Vê se dá pra resistir?

Vê se dá pra resistir?

É sério.

Não tem pessoa, bicho ou planta que eu goste mais do que essa cachorra.

Ontem eu estava morrendo de sono e fui ver um filme pra dormir, às 10 horas da noite. Mas aí liguei no “Marley e eu”, e quem disse que eu consegui dormir?

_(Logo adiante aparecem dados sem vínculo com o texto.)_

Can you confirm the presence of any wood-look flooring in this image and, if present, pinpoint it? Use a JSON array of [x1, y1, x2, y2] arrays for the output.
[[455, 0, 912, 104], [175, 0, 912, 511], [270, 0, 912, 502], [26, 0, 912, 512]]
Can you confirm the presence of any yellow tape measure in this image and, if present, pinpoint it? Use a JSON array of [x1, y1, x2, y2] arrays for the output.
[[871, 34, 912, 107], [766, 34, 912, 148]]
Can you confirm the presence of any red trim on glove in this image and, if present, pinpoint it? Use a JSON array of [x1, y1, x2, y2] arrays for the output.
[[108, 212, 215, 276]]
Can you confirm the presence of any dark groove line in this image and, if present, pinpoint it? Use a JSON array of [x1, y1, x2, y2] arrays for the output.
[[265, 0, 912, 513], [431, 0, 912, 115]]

Foi o terceiro filme da história que me fez chorar (a final do Mundial de Clubes contra o Liverpool é o #1, Forrest Gump é o #2) e assistir até o final.

Relacionamentos com cachorros são muito mais sinceros do que qualquer um com outro ser humano.

“Para um cão,você não precisa de carrões,de grandes casas ou roupas de marca. Símbolos de status não significavam nada para ele. Um graveto já está ótimo. Um cachorro não se importa se você é rico ou pobre, inteligente ou idiota, esperto ou burro. Um cão não julga os outros por sua cor, credo ou classe, mas por quem são por dentro. Dê seu coração a ele, e ele lhe dara o dele. É realmente muito simples, mas, mesmo assim, nós humanos, tão mais sábios e sofisticados, sempre tivemos problemas para descobrir o que realmente importa ou não. De quantas pessoas você pode falar isso? Quantas pessoas fazem você se sentir raro, puro e especial? Quantas pessoas fazem você se sentir extraordinário?”
- última frase do filme e do livro Marley e eu.